In my program - a factoring tool for large integers - I have to multiply two 500 bit unsigned (emulated by 16 x 32-bit unsigned integers).
Becauce brook doesn't support local arrays and it is impossible to return more then a 128 bit value of a inlined kernel function, I had to write everythin manually - unrolling every single loop! This results in a .br-file with about 500.000 lines of code!
The problem is: Using "brcc -P cal" results in one single .h file of about 380 megabyte - my gcc is not able to compile this ( virtual memory exhausted ) - I am using a 3 ghz Intel Core2Duo, 4gb of system memory and a Radeon 4850 on Ubuntu 9.04 (32 bit - but ggc always uses only 2,4 gbyte before breaking - so missing memory doesn't seem to be a problem).
Is there a way to split the .h file so I can compile?
Another way to reduce the size is to disable address translation (use -r flag to compile .br file). But, you should use this flag only if you are not using any 1D stream with width > 2^13 or using a 3D stream.

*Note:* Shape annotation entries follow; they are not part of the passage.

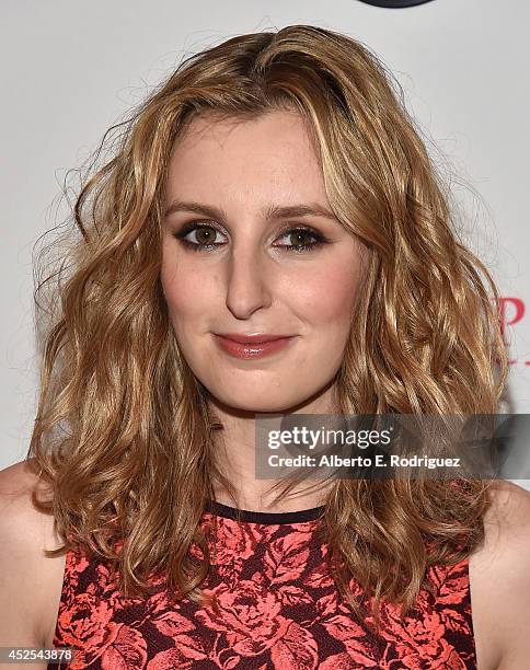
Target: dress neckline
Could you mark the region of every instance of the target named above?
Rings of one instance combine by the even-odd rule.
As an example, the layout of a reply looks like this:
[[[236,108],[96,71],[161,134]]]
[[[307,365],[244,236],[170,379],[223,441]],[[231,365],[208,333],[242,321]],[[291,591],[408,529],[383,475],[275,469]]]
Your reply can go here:
[[[311,507],[310,509],[300,509],[288,512],[264,512],[251,511],[247,509],[237,509],[218,503],[217,500],[207,500],[205,511],[215,517],[223,519],[233,519],[234,521],[244,521],[246,523],[262,523],[265,525],[280,525],[283,523],[303,523],[306,521],[315,521],[324,512],[325,506]]]

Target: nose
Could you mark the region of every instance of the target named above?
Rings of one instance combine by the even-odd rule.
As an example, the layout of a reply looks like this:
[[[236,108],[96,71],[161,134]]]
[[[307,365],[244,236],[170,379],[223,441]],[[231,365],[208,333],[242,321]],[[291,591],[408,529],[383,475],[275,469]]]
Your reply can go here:
[[[227,268],[227,308],[235,319],[249,319],[272,301],[274,263],[260,249],[232,247]]]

Afaik there is no GPU in the world that could process such a huge (shader) program anyway.
Is it possible to split your program into several subsequent tasks, each of which can be executed in a separate kernel program? That might help you to solve your problem.
Well, the program itself is not sooooo large.
In detail: I have 10 modular multiplikations of large integers. Each needs 3 loops of the form
for (int i = 0; i < 16, i++) {
for (int j = 0; j < 16, j++) {
Within this loops are only some if's for comparison and 4 integer multiplications .... all in all somehow 25 lines of code ....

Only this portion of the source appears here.